Sinan Yerdelen (solda) ve Kenan Güngördü taşeron olarak çalıştıkları iş yerlerinden kadroya geçiş aşamasında, güvenlik soruşturmaları olumsuz sonuçlandığı gerekçesiyle işten çıkarıldılar ve Ankara’ya yürüdüler.

'TÜKENDİM VE YÜRÜMEYE KARAR VERDİM'

Zeytinburnu Belediye Başkanı Murat Aydın'ın diğer işçilerin olduğu iftar yemeğinde, "Terörist, PKK üyesi o" diyerek kendisini hedef gösterdiğini söyleyen Güngördü, bu olayın ardından defalarca tehdit telefonu aldığını ve eylemi bırakması için baskı yapıldığını söyledi.

Kalp hastası olan ve tedavisi devam eden babasının 2 bin TL'lik emekli maaşıyla annesi ve kardeşiyle birlikte geçinmeye çalıştıklarını belirten Güngördü, "Ev kredimiz vardı, o devam ediyor. bin 422 TL kredi taksiti ödüyorum.
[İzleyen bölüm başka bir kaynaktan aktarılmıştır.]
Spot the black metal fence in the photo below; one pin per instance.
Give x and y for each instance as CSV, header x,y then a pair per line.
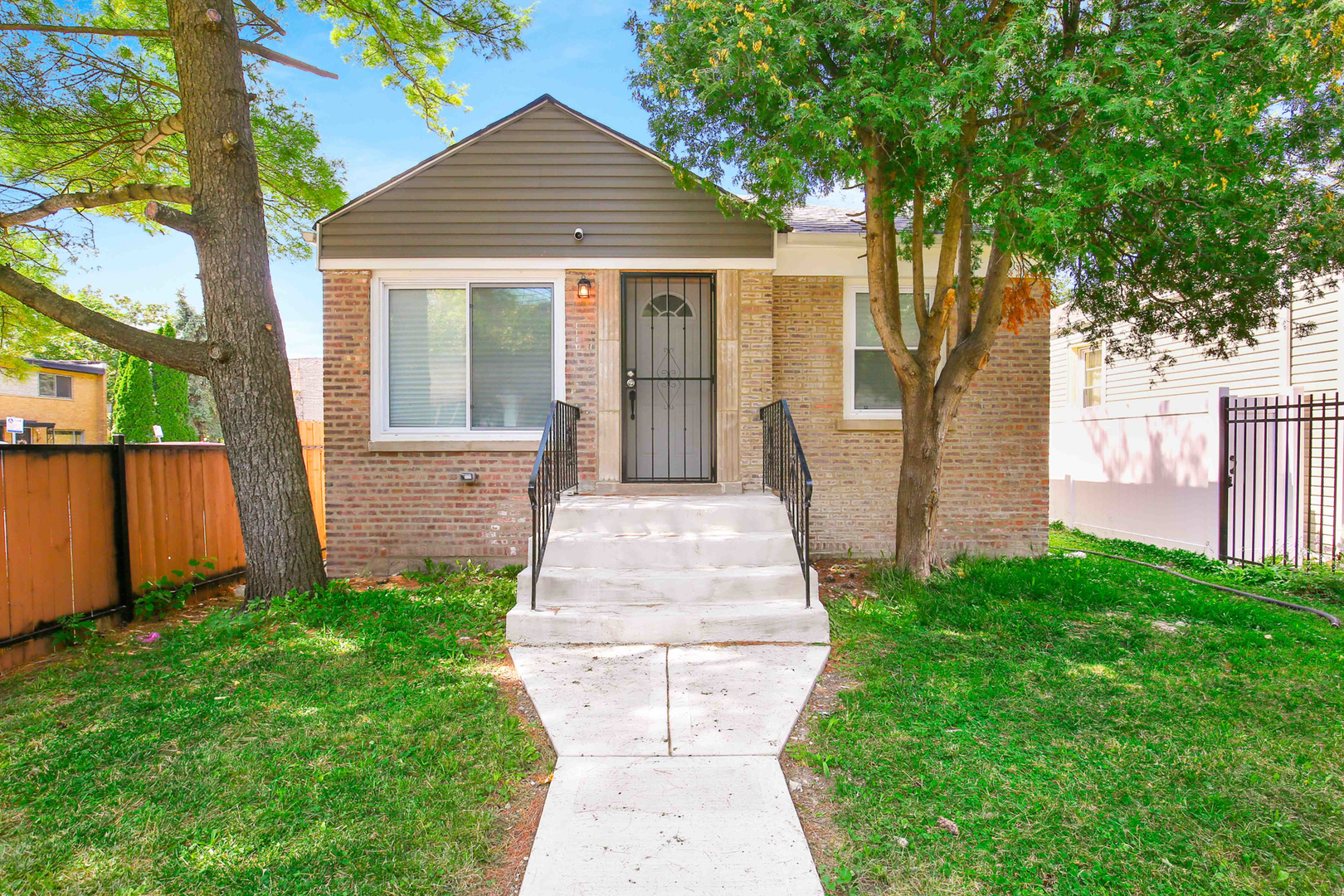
x,y
1280,480
554,473
785,472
Kalan 550 lirayla hayatımızı sürdürmeye çalışıyoruz. Bunun üzerine tükendim artık ve yürümeye karar verdim. Adalet istiyoruz ve Meclis'e gideceğiz. CHP'li ve HDP'li vekillerle görüşeceğiz. İYİ Parti de kabul ederse onlara da gidip sorunumuzu anlatacağız. 170 bin ihraç var ve bunların içerisinden düşüncesini açıklayanları, fikir özgürlüğünü kullananları da işlerinden ettiler. KHK'ların ve güvenlik soruşturmalarının hükümsüz olduğunu vekillerle bir kez daha anlatacağız" diye konuştu.

'İL İL GEZERKEN İŞÇİLERİN ÖFKESİNİ DİNLEDİK'

"Canımızı da alsalar haklı mücadelemizden ödün vermeyeceğiz" diyen Güngördü ve Yerdelen, Ankara'ya yaptıkları yürüyüş sırasında Gebze'de greve devam eden Flormar işçileri ile de bir araya geldiler.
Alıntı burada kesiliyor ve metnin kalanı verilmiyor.